Professor Lizzie Kendon leads a team of scientists at the Met Office Hadley Centre (based at Bristol University) using very high-resolution (kilometre-scale) models to study climate change, with a focus on gaining a better understanding of extremes and their future change. Her work has been pioneering in the field of convection-permitting climate modelling, with high-profile papers in Nature Climate Change and Nature Comms. She recently led work delivering the first national climate scenarios at convection-permitting scale, under the UKCP project. Lizzie also has a joint position as Professor in the Faculty of Science at Bristol University, exploiting new high-resolution climate projections for impacts modelling and user applications.
Murray Dale is a Technical Director at JBA Consulting. He has worked in water and hydrometeorology for nearly 30 years and has been involved in climate change impacts on rainfall since 1999. A Chartered Meteorologist, he is keen to help the water industry and flood risk community understand the impacts of changing rainfall in the future. Murray led JBA’s involvement in Future Drainage and was responsible for the development of the user guidance.
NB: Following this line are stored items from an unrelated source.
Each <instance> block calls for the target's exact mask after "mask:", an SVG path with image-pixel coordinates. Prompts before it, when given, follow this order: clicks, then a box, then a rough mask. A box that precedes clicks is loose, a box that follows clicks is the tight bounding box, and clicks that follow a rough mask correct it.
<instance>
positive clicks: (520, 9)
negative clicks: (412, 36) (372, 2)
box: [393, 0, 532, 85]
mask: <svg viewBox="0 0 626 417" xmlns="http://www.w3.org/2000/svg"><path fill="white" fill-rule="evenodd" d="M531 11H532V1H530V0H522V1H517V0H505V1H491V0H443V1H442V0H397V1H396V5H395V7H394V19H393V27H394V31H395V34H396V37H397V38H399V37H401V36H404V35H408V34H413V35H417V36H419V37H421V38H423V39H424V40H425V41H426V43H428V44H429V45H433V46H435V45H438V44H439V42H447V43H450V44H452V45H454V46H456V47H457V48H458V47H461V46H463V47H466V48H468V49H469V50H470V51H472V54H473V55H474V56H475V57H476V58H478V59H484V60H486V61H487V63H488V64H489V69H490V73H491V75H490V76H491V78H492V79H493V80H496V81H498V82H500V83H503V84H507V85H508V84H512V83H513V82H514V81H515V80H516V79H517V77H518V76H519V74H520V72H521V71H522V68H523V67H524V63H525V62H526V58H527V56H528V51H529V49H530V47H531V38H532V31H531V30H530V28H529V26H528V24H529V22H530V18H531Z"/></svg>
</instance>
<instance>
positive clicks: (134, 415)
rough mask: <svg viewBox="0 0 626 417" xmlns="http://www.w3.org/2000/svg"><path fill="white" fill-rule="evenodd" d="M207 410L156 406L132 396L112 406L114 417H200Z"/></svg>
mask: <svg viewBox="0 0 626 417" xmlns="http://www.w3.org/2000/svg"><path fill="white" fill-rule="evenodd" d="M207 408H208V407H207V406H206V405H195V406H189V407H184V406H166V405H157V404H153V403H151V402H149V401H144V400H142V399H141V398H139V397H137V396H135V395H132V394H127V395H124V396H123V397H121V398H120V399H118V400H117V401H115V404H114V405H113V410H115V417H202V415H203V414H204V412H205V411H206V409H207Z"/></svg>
Dr Xiaodong Ming is a postdoctoral research associate in flood risk assessment at the School of Architecture, Building, and Civil Engineering, based at Loughborough University. He graduated from Newcastle University with a PhD degree in 2019. His research focuses on hydrodynamic modelling, flood forecasting, and flood risk assessment. He has been working on the development of a high-performance hydrodynamic model system. He recently developed a multi-hazard risk assessment framework for compound flooding and a real-time flood forecasting system based on the hydrodynamic model.